Because pain and strife are transitory, temporary. But there'll always be cake.

*(OK, maybe not diabetes. I'll give you that one).

Sunday, 18 May 2008

Inner confusion and cause useless

As seen on the instructions for one of these wind-up torch doohickeys:

It does not need dry battery for it is handle generate electricity.

OK - I think we get your drift here.

For it has illuminate diode, so it is suitable for urgent illuminate at night.

Almost a haiku, that first bit. And the 'urgent illuminate' point is very well made. Rarely if ever can I get away with booking illumination in advance. Especially at night-time.

It is a kind of small articles with convenient schlep and storage.

And if you don't understand that, you're just a schmuck. But then it gets a bit (more) odd.

If this product strike seriously will result in inner confusion and cause useless.

Whoa there. Whilst there's something to be said for a little sturm und drang in any lifetime, I tend to shy away from inner confusion if I can. Seriously.

In the course of use, even if the light is dark, rotate the handle can make it light again.

That pesky dark light gets everywhere. But at least with a mere rotate or two we can reverse the trend. Or so it would seem.

This product is not leakage-proof or waterproof, so do not use the machine in the place with water or operate the machine with damp water.

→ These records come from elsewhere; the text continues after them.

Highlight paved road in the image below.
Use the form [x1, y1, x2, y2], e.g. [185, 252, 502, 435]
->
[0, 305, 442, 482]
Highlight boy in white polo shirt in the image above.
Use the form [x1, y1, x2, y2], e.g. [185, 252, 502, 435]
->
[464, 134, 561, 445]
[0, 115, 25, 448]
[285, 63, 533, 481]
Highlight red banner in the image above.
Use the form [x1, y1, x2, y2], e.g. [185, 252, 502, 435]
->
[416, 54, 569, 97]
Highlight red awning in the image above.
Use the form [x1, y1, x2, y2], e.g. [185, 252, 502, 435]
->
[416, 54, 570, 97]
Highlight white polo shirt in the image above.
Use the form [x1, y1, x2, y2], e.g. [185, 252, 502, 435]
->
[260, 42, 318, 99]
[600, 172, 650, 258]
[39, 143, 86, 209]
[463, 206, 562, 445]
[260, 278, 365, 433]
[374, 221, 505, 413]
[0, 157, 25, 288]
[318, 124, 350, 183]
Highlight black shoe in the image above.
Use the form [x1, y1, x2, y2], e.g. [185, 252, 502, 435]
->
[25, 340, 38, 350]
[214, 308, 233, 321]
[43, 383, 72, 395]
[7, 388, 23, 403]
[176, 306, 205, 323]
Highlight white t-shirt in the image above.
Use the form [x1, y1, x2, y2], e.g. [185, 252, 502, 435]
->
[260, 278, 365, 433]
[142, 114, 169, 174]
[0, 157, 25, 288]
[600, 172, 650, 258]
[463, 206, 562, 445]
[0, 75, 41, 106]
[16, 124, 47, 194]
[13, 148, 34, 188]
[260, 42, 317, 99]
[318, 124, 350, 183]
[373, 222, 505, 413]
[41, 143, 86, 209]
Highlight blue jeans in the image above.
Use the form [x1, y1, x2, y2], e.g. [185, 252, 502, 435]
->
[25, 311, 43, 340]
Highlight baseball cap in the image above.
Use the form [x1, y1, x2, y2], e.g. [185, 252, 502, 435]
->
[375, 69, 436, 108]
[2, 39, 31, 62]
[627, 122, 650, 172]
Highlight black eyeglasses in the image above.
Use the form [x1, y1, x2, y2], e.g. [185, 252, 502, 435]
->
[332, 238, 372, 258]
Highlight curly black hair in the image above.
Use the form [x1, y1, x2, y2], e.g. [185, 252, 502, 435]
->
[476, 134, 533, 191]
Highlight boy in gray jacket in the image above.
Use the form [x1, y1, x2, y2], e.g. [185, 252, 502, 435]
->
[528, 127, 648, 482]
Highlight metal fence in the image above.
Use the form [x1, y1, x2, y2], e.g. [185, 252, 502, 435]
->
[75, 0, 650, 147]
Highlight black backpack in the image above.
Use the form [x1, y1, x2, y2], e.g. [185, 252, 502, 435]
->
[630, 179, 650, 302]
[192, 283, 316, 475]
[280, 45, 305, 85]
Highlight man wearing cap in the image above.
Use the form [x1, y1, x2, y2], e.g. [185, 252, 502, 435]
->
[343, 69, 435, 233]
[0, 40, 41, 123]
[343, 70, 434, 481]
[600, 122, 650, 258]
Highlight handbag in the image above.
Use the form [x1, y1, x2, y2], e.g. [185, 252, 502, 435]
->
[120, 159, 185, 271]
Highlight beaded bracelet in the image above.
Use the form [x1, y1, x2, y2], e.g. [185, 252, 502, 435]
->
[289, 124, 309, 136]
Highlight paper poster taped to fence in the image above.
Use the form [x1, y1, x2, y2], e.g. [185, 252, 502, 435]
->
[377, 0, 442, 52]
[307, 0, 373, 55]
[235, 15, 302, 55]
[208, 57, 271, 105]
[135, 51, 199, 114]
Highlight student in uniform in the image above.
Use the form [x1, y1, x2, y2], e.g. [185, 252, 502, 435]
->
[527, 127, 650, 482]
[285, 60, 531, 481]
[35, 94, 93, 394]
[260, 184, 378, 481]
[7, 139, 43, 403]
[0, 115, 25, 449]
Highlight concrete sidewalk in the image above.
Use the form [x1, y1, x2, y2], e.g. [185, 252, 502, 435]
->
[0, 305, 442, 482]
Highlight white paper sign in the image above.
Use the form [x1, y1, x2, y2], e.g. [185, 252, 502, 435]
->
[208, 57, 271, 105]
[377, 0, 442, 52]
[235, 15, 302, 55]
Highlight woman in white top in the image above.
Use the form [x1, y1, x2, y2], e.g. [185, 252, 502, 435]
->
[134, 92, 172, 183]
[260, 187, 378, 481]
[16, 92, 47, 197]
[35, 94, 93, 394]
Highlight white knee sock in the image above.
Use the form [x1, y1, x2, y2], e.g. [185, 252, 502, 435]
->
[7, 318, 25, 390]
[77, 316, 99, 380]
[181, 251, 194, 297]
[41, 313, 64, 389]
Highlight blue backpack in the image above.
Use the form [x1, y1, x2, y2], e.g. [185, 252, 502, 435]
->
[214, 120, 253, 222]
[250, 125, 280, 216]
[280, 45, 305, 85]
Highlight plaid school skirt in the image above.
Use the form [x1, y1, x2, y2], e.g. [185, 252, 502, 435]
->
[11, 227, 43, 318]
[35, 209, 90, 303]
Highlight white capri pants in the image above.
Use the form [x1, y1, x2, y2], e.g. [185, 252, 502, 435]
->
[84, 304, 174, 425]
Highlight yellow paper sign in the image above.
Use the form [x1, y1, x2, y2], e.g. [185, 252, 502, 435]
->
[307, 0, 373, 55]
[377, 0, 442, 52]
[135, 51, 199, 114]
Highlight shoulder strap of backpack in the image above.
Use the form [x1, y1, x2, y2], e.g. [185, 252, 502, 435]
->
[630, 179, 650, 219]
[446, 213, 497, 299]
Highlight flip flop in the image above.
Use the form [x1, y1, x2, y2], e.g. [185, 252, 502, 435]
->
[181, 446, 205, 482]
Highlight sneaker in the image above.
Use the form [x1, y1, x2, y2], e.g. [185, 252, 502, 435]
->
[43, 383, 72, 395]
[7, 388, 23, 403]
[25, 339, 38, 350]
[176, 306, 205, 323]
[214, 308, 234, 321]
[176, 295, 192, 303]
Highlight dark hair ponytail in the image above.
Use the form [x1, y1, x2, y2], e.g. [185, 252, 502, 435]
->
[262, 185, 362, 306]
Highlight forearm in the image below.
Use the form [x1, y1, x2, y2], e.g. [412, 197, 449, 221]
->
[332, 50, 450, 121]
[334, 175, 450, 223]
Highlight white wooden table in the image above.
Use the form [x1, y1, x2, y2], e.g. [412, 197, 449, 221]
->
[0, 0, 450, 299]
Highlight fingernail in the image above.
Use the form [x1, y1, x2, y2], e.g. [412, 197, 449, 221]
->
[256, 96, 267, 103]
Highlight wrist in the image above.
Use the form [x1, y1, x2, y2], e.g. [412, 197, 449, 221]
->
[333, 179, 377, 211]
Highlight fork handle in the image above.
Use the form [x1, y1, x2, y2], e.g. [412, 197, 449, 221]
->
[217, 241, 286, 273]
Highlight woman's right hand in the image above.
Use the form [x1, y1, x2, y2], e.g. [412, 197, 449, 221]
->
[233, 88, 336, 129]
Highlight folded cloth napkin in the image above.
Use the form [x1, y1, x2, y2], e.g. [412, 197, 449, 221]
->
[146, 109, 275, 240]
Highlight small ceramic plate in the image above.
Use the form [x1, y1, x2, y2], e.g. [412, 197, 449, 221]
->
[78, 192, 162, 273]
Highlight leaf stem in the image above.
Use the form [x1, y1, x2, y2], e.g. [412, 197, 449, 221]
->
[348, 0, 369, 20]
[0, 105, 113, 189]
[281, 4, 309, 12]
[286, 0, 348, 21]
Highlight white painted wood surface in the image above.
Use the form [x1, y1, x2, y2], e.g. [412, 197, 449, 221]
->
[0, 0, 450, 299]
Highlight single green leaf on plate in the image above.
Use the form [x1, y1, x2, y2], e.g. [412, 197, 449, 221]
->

Does Portsmouth count as a place with water? Weston-super-Mare is probably quite safe, as you can spend a fortnight there and never see the sea. So I guess I'd be OK to use it there when that old Weston light starts darkening. And if I can find some dry water, as opposed to the damp water mentioned in the instructions, everything should be hunky-dory, right?

Prohibit to elongate the handle charge connection line, it is the reason of damage for product and charge connection line.

Seriously, I have no idea.

Wednesday, 14 May 2008

Maybe ketchup would have helped

I've just had what can only be described as a taste sensation. I'm still rather stunned by the whole experience, to be frank. And I thought that you, dear reader, should be the first to know.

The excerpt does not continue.